Production readiness — security review brief¶

A 30-minute read for security reviewers, CISOs, and procurement. If you're sitting in a one-pass meeting deciding whether to approve Shadow for production use, this is the document.

The fast path: Shadow runs entirely on your machine. No telemetry is enabled by default. No agent traces leave your infrastructure unless you explicitly export them. Everything below is the evidence supporting that one paragraph.

Data flow at a glance¶

flowchart LR
    subgraph YOUR_INFRA[Your infrastructure]
        AGENT[Your agent code]
        SHADOW[Shadow SDK / CLI]
        LOGS[(.agentlog files<br/>on disk)]
        REDACTOR[Redactor]
        DIFFER[9-axis differ +<br/>causal attribution]
        CERT[Behavior certificate<br/>signed via sigstore]
        AGENT -->|every chat call| SHADOW
        SHADOW -->|payloads| REDACTOR
        REDACTOR -->|swept| LOGS
        LOGS --> DIFFER
        DIFFER --> CERT
    end

    subgraph THIRD_PARTY[Third-party endpoints — only when YOU configure them]
        OPENAI[OpenAI API<br/>only on shadow_diff replay]
        SIGSTORE[Sigstore<br/>only on shadow certify --sign]
        GH[GitHub Actions<br/>only when you commit a workflow]
    end

    SHADOW -.optional `--backend live`.-> OPENAI
    CERT -.optional `--sign`.-> SIGSTORE
    SHADOW -.optional `shadow init --github-action`.-> GH

    style THIRD_PARTY stroke-dasharray: 5 5

Solid lines stay on your machine. Dashed lines are external network calls — every one is opt-in via a flag or an explicit config knob.

What stays on disk¶

Artifact	Where	Format	Sensitive?
`.agentlog` files	`.shadow/traces/` (or wherever you point)	JSONL, content-addressed sha256	Pre-redacted by `Redactor`; see below
`shadow.yaml`	repo root	YAML	Project config — baseline pin, paths, `--policy` defaults
`report.json`	`.shadow/diagnose-pr/report.json`	JSON	Diff summary; same content as the PR-comment markdown
`*.cert.json`	wherever `--out` points	JSON	Behavior certificate; see "Signing chain"
`index.sqlite`	`.shadow/index.sqlite`	SQLite	Local trace index; never transmitted

Nothing is uploaded. No telemetry endpoint, no metrics collector, no auto-update channel. The only place network traffic can originate from Shadow is when you explicitly opt into one of the dashed lines above.

Redaction — what the SDK sweeps before write¶

Every record written through shadow.sdk.Session runs through a Redactor first. The redactor walks the payload (dict / list / str), finds matches, and substitutes [REDACTED:<pattern_name>] — the sha256 content-id is computed after redaction so the on-disk hash reflects the redacted bytes only.
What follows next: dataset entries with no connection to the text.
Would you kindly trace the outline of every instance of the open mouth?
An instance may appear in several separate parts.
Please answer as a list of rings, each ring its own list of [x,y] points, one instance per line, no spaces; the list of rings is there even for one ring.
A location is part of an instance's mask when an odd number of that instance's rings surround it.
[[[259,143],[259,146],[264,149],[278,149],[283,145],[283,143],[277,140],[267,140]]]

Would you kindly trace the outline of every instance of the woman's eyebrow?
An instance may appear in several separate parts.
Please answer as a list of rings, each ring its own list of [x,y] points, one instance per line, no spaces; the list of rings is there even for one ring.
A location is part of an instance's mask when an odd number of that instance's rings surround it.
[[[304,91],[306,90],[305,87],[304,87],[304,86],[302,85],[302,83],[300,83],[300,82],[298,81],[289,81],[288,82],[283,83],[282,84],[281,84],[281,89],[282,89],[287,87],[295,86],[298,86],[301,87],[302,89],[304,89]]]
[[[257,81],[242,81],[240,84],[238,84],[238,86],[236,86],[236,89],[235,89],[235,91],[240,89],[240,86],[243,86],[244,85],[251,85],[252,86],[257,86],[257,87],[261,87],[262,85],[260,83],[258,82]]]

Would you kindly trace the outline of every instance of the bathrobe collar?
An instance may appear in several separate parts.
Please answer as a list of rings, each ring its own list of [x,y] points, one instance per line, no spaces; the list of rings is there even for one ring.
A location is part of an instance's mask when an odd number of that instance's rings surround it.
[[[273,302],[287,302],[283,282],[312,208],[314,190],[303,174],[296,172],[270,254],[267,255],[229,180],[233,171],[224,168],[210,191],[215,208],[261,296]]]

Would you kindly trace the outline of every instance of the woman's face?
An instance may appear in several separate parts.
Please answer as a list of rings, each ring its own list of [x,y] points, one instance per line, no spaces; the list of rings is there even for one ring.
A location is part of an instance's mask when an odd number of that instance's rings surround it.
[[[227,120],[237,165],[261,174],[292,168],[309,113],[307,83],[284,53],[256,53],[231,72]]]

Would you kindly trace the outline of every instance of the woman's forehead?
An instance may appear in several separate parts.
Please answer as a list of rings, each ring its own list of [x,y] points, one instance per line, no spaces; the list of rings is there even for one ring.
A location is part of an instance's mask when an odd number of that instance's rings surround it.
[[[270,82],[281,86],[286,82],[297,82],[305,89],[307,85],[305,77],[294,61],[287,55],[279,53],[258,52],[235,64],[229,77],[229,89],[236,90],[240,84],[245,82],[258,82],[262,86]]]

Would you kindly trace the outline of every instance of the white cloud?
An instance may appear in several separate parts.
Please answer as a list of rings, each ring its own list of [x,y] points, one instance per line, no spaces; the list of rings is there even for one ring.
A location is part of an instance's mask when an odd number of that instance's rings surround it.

Default pattern set (shadow.redact.DEFAULT_PATTERNS):

Pattern	What it catches
`private_key`	PEM-armoured RSA / EC / ED25519 / OpenSSH / encrypted / PGP private keys
`jwt`	Three-segment base64url JWTs (header.payload.signature, ≥10/10/20 chars)
`anthropic_api_key`	`sk-ant-…` (matched first so it doesn't fall to the broader OpenAI pattern)
`openai_api_key`	`sk-…`, `sk-proj-…`, `sk-svcacct-…`, `sk-admin-…` (any ≥20 chars)
`aws_access_key_id`	`AKIA` / `ASIA` / `AIDA` / `AROA` + 16 uppercase alnum
`github_token`	`ghp` / `gho` / `ghu` / `ghs` / `ghr` + 36-251 alnum
`email`	RFC-5322-ish addresses
`phone`	E.164 `+<digits>` (10-15 digits)
`credit_card`	13-19 digits in contiguous, dash, or space layout — gated by Luhn

Add company-specific patterns by passing a custom Redactor to your Session:

from shadow.sdk import Session
from shadow.redact import Redactor, DEFAULT_PATTERNS, Pattern
import re

redactor = Redactor(patterns=DEFAULT_PATTERNS + (
    Pattern(name="acme_internal_token",
            regex=re.compile(r"acme-[a-z0-9]{32}"),
            replacement="[REDACTED:acme_internal_token]"),
))
with Session(output_path="trace.agentlog", redactor=redactor):
    ...

Defense in depth — `shadow scan`¶

The redactor is the first line; shadow scan is the second:

shadow scan baseline_traces/ candidate_traces/

Walks every committed .agentlog, runs the same pattern set in detect-only mode, exits non-zero on any match. Belongs in your CI before shadow gate-pr — so a Session that was misconfigured (forgot a custom pattern, used a stale default set) gets caught before traces are merged into the repo.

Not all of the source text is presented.